Velocity Reviews - Computer Hardware Reviews

Velocity Reviews > Newsgroups > Programming > Java > program to copy files - problems - unix ksh to java

Reply
Thread Tools

program to copy files - problems - unix ksh to java

 
 
kaeli
Guest
Posts: n/a
 
      02-09-2004

Hi all,

I've got a shell script (ksh) that does some file copying and deleting.
I'm running into some problems with it that I'm wondering if I can
solve. Since I plan on re-writing it with java (1.4), I figure I might
as well do it right this time.

Here's the drill:
Cron runs this code every 5 minutes.
Program looks on one machine, uses ssh to copy a file to another
machine, changes the filename, the owner and permissions (chmod), and
then deletes the file from the source machine.
Sounds simple enough...

Problems:
Large files (we're talking gigabytes) take more than 5 minutes to copy.
Something is causing the file to be deleted before it has finished
copying. We lose the whole file, as it doesn't show up on either
machine.
Program gets called again while an instance is running, so it tries to
copy files that are currently being copied.

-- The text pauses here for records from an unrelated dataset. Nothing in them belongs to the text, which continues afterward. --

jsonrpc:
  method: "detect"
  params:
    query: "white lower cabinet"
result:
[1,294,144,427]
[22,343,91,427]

I was going to solve this with the usual .running type fix, but we
really need the program to actually run every 5 minutes (more than one
instance will be needed). If an instance is already copying the file,
the file should just be ignored. The file should not be deleted if the
copy hasn't finished.

Does anyone know of any system stuff I should be looking at for java?
Specifically, Unix Solaris interface so I can tell if a file is in use?
Also, how can I make sure that the copy was finished before deleting the
source? I expected the script to wait for the copy to finish before
deleting, but it appears that it is not doing that. Should I use threads
for this?

Thanks for any ideas, input, etc...

--
--
~kaeli~
Bakers trade bread recipes on a knead-to-know basis.
http://www.ipwebdesign.net/wildAtHeart
http://www.ipwebdesign.net/kaelisSpace

 
Reply With Quote
 
 
 
 
hiwa
Guest
Posts: n/a
 
      02-10-2004
kaeli <(E-Mail Removed)> wrote in message news:<(E-Mail Removed)>. ..
> Hi all,
>
> I've got a shell script (ksh) that does some file copying and deleting.
> I'm running into some problems with it that I'm wondering if I can
> solve. Since I plan on re-writing it with java (1.4), I figure I might
> as well do it right this time.
>
> Here's the drill:
> Cron runs this code every 5 minutes.
> Program looks on one machine, uses ssh to copy a file to another
> machine, changes the filename, the owner and permissions (chmod), and
> then deletes the file from the source machine.
> Sounds simple enough...
>
> Problems:
> Large files (we're talking gigabytes) take more than 5 minutes to copy.
> Something is causing the file to be deleted before it has finished
> copying. We lose the whole file, as it doesn't show up on either
> machine.
> Program gets called again while an instance is running, so it tries to
> copy files that are currently being copied.
>
> I was going to solve this with the usual .running type fix, but we
> really need the program to actually run every 5 minutes (more than one
> instance will be needed). If an instance is already copying the file,
> the file should just be ignored. The file should not be deleted if the
> copy hasn't finished.
>
> Does anyone know of any system stuff I should be looking at for java?
> Specifically, Unix Solaris interface so I can tell if a file is in use?
> Also, how can I make sure that the copy was finished before deleting the
> source? I expected the script to wait for the copy to finish before
> deleting, but it appears that it is not doing that. Should I use threads
> for this?
>
> Thanks for any ideas, input, etc...
>
> --

Are you syncing or flushing with proper synchronization?
 
Reply With Quote
 
 
 
 
Harald Kirsch
Guest
Posts: n/a
 
      02-10-2004
kaeli <(E-Mail Removed)> wrote in message news:<(E-Mail Removed)>. ..
> Cron runs this code every 5 minutes.
> Program looks on one machine, uses ssh to copy a file to another
> machine, changes the filename, the owner and permissions (chmod), and
> then deletes the file from the source machine.
> Sounds simple enough...
>
> Problems:
> Large files (we're talking gigabytes) take more than 5 minutes to copy.
> Something is causing the file to be deleted before it has finished
> copying. We lose the whole file, as it doesn't show up on either
> machine.


Hard to believe on a *NIX machine as the system allows to delete
files held open by other processes. It may be a possible problem
if the file is on NFS. In any case it
sounds like the first process, when finished, deletes the file,
while the 2nd copy process, started while the first was still
running, then gets in trouble and messes things up.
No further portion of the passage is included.